When the CSI announced rule changes for the ‘Championship of Makes’ sports car racing seasons of 1968 to 1971 Porsche saw an opportunity. The Rules which reducing engine capacity were aimed at attracting F1 engine manufacturers into sports car racing, improving competition and reducing costs. As the current manufacturers in sports car racing would not have 3ltr engines available in time the CSI allowed 5Ltr Group 4 Sports Cars to participate, providing a minimum of 50 cars had been manufactured. The aging Ford GT40 and the Lola T70 coupes could still compete against these new racers which included the new Porsche 917 which won le Mans on the 14th of May, 1970.

   For the 1971 Can-Am and German interserie series Porsche developed the 917 into an open Spyder called the 917-10. Hans Mezger and Ferdinand Piëch oversaw the development of the 917 and the resultant 917 derivatives. An air cooled flat-12 cyl’ engine had twin overhead camshafts and twin spark plugs fed from two distributors, it was mid positioned in the light space frame chassis and had a longitudinally mounted gearbox capable of holding four, or five, gears as needed.
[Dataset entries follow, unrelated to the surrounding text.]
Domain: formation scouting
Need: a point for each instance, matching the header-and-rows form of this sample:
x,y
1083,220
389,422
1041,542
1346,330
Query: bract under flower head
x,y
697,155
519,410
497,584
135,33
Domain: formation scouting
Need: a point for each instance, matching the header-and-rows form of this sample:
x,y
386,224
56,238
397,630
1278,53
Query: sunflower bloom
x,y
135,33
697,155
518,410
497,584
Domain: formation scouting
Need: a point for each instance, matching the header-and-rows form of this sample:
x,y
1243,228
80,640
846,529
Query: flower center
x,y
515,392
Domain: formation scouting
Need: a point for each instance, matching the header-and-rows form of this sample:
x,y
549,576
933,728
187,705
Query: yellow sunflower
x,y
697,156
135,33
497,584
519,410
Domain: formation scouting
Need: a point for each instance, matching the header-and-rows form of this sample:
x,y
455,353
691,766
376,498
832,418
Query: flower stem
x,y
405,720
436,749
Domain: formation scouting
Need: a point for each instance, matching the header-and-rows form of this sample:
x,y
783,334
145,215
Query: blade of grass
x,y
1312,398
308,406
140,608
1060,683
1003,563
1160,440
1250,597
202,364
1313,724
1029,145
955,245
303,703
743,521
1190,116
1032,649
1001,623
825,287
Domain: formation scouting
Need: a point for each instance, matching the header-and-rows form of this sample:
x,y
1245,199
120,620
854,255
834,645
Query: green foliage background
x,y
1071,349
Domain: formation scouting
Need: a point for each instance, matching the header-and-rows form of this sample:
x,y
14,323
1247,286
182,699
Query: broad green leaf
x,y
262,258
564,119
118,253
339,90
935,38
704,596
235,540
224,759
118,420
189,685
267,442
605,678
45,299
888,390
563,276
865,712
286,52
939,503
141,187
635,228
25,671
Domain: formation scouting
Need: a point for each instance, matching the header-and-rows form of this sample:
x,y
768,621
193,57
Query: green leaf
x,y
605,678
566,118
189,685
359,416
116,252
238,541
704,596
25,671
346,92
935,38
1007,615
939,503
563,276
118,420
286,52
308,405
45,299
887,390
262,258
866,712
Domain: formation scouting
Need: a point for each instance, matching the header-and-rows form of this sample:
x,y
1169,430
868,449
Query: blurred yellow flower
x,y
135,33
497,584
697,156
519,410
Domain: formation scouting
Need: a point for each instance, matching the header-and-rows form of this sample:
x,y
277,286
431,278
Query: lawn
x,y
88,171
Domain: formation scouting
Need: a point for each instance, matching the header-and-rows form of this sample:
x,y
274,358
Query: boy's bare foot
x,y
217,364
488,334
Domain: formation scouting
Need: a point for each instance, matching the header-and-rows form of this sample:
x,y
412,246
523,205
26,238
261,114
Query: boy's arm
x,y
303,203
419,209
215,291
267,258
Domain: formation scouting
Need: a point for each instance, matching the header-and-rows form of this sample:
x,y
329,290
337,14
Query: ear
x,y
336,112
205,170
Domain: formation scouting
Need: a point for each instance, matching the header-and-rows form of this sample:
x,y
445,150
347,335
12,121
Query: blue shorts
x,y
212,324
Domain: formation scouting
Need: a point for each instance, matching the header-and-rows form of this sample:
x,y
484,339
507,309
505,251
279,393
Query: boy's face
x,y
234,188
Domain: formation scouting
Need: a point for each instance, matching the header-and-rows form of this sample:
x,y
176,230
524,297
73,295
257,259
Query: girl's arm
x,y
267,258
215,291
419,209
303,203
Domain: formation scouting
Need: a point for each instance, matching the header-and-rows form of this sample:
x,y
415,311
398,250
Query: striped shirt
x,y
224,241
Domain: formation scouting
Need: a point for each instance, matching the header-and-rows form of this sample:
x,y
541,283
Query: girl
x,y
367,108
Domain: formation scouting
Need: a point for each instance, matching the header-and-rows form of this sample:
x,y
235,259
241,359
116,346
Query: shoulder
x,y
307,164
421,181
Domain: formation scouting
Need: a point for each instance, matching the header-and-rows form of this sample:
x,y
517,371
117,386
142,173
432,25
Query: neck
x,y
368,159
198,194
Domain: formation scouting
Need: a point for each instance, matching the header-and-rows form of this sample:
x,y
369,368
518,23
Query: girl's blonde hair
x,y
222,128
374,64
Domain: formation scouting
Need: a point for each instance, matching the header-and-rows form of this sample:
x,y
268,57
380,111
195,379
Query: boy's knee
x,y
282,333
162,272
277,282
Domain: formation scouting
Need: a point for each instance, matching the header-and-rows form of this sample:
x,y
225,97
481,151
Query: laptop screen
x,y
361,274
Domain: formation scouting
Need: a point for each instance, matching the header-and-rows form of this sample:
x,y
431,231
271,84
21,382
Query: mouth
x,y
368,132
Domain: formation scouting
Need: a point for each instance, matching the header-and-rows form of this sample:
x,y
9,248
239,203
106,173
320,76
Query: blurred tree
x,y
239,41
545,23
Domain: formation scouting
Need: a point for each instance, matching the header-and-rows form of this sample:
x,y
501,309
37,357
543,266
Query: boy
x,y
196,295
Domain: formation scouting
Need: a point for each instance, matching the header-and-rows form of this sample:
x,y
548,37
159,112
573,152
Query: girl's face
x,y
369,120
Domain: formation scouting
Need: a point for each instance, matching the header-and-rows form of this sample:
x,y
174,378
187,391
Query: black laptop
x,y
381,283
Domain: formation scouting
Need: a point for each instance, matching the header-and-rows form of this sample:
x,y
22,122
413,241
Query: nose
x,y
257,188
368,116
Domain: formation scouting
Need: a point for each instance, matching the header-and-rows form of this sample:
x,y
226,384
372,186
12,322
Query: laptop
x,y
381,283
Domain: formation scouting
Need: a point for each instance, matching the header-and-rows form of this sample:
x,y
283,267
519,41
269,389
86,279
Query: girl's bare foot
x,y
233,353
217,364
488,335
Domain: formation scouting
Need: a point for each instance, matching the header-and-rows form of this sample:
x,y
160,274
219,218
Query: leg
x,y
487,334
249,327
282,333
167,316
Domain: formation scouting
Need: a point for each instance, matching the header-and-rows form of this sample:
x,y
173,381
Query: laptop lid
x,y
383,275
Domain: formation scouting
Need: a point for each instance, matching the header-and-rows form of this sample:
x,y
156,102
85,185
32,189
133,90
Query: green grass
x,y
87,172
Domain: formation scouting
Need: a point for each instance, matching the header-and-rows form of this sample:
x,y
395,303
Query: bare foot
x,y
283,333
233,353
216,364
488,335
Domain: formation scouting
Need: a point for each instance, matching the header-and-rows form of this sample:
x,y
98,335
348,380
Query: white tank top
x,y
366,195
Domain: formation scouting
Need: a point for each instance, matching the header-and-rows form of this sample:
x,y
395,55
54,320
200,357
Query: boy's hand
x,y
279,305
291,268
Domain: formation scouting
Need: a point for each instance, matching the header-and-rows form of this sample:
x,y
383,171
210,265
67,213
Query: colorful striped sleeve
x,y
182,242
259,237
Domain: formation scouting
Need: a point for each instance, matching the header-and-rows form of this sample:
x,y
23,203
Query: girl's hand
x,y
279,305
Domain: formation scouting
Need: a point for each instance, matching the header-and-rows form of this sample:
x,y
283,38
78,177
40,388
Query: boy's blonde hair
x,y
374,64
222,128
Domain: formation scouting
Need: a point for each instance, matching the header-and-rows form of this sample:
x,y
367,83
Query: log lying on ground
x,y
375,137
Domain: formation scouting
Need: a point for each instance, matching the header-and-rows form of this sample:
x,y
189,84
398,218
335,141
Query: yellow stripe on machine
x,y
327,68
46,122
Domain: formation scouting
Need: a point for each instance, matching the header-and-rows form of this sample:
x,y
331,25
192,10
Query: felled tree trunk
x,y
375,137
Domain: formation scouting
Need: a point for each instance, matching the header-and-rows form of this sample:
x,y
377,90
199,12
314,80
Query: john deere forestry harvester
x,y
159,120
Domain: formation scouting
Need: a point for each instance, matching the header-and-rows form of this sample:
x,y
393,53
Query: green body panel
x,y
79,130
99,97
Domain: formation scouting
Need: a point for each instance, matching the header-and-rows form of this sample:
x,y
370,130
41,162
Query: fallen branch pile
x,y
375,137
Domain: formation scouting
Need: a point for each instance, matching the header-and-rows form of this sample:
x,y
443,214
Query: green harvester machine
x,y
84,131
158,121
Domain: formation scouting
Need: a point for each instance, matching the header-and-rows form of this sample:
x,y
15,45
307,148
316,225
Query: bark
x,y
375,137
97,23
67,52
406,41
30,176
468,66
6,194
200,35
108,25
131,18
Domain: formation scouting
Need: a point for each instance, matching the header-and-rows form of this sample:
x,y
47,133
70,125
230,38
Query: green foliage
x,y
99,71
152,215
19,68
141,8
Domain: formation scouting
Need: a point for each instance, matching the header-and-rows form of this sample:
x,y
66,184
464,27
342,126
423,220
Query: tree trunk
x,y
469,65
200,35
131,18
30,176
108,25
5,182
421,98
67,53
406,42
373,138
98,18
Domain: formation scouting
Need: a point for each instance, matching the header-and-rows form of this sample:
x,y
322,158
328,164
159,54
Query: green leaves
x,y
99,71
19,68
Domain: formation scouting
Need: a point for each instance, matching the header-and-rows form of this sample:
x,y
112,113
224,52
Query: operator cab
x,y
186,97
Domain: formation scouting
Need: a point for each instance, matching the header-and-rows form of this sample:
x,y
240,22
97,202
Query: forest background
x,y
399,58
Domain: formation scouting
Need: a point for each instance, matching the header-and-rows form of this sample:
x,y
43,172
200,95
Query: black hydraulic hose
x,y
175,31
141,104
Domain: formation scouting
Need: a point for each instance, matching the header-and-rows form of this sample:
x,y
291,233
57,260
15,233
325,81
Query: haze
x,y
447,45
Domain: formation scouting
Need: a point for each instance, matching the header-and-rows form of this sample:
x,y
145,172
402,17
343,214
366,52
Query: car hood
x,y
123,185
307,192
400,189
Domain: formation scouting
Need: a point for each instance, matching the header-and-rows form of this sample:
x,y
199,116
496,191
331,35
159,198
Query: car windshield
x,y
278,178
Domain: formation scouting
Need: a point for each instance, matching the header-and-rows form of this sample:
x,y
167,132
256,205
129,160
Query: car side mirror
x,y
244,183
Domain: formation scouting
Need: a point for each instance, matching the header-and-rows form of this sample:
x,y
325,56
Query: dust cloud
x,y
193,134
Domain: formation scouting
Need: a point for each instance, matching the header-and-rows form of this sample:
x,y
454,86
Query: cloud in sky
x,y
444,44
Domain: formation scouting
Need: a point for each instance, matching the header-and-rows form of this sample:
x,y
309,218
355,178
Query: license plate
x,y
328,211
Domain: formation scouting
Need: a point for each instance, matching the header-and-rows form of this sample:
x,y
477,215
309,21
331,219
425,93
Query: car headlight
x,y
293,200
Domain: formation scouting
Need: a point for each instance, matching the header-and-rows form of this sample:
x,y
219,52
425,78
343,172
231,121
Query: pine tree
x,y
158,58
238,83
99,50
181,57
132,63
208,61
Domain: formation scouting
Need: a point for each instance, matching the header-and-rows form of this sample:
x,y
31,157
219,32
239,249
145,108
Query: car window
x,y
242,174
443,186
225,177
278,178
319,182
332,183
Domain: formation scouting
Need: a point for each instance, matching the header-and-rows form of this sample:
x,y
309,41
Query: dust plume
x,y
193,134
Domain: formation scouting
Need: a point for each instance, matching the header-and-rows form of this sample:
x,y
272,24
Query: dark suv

A horizontally mounted cooling fan sat on top of the engine in the customary Porsche manner.

   As well as the engine and chassis having several exotic alloys, titanium and magnesium in their construction other methods of weight reduction were also used, like using Balsa wood for the gear lever knob and using the actual tubular frame to transfer oil to the front oil cooler rather than use exposed piping.

   3 Porsche 917 Interserie built mostly out of crashed or redundant 917 coupes and these were particularly successful in the German Interserie with Leo Kinnunen using chassis 917/10-004 to win the 1972 title and also used Porsche 917 spyders to take the 1971 and 1973 Interserie titles as well. The 917-10 chassis was not so successful in the Can-Am series. The normally aspirated engines were turbo fed from mid 1972 and Mark Donohue used a 917/10 Turbo to set pole position for the 1972 Mosport Can-Am race on the 2nd of June and finished second.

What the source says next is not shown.